The school, PUC, is a really unique place. Lots of interesting and radical young people, a lot of really cool seminars happening, with art everywhere. I was repeatedly surprised and impressed with the conversations happening at/facilitated by the school.
It was definitely a big city, which is an environment I was not used to living in, and I loved it. If you are looking for a more rural, nature-focused program, this one won't be for you. But the city has so much to offer and so many amazing sights, places to eat, places to see, people to meet, free events, museums, music, and more. (These are the things that you sometimes have to go out there and find - facebook was a great resource for cool events happening around the city, and museums almost always had something going on, exhibits and seminars and special events. And almost always free!) And at certain points in the program, such as our trip to Salvador de Bahía and Paraty, we were able to get a sense of the more scenic and green parts of Brazil, which was amazing, but an exception to the everyday routine of the program. The program also has a lot of built in excursions which, if you take full advantage, can really give you a great picture of the city and show you things you probably wouldn't have been able to find on your own.
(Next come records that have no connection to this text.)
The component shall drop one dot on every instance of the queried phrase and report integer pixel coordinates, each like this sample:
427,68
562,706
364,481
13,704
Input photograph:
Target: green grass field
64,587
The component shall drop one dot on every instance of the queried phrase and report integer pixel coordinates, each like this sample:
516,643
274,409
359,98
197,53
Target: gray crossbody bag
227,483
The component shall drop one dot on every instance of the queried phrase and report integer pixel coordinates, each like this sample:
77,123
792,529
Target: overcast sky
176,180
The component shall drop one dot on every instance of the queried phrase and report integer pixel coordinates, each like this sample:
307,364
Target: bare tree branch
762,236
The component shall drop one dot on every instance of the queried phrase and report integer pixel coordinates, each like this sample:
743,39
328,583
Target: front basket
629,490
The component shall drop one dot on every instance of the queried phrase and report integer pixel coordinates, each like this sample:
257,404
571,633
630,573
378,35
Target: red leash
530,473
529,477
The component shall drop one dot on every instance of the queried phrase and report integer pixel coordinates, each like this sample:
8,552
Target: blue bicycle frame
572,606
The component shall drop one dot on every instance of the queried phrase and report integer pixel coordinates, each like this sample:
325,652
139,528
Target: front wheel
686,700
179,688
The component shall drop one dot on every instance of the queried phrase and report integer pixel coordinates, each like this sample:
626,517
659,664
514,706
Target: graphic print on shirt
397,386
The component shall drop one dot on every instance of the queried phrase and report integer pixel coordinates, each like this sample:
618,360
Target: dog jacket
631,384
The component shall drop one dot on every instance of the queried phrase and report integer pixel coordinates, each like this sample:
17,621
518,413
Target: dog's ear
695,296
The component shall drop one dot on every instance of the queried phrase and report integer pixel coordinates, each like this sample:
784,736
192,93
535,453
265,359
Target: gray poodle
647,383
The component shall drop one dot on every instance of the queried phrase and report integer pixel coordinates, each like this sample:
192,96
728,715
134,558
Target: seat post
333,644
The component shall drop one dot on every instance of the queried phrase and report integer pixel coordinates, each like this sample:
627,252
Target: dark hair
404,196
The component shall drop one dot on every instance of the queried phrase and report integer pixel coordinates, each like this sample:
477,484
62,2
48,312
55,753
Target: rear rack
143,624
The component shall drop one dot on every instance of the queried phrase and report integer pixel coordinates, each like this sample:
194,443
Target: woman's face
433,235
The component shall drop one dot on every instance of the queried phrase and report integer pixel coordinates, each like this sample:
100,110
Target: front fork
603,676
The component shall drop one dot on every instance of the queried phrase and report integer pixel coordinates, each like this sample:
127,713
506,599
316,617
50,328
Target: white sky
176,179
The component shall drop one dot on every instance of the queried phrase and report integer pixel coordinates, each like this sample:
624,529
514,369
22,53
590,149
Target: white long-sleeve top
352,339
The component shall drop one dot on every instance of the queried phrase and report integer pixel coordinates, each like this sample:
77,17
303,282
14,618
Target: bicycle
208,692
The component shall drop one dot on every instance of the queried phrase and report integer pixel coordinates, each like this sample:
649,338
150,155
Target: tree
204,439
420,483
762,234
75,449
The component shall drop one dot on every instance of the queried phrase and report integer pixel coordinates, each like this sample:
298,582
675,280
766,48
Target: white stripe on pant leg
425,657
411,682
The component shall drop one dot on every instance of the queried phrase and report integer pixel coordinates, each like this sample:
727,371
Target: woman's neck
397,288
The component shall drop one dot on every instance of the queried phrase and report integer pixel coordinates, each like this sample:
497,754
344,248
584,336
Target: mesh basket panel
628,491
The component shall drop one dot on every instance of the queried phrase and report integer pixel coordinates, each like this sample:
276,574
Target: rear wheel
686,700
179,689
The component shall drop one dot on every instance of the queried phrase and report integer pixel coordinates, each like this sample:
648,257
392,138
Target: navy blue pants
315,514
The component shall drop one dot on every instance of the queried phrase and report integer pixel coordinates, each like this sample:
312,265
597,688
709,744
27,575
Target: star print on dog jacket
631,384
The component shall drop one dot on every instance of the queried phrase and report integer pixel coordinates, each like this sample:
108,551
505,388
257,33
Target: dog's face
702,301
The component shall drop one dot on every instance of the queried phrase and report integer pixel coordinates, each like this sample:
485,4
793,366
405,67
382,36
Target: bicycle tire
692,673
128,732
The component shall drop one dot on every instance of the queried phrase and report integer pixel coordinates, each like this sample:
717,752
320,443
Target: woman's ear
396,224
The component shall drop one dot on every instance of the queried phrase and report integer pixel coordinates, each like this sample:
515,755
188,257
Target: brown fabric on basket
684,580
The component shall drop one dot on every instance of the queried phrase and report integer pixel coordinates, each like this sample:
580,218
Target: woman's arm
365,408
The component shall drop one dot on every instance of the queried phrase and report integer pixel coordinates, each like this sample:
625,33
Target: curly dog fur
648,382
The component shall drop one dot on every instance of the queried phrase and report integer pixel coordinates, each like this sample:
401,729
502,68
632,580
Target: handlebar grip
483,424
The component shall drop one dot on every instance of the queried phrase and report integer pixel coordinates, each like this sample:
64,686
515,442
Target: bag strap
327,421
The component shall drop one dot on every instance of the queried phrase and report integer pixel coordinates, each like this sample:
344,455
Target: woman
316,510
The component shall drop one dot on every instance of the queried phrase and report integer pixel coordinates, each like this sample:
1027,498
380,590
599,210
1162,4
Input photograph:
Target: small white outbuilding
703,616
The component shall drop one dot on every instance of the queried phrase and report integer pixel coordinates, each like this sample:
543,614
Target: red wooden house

The program was very structured, which for me was helpful, but if you are looking for more independence, this probably wouldn't be for you. There was a lot of independence, especially since we live with roommates rather than families, but the structure made a big difference (in a good way) for me.
The social justice focus of the program was prominent in almost every aspect. We were constantly having critical conversations about what we were experiencing and certain power dynamics in every situation. It was really great to have a staff and a peer group of students to prepare and reflect with, and I always felt supported.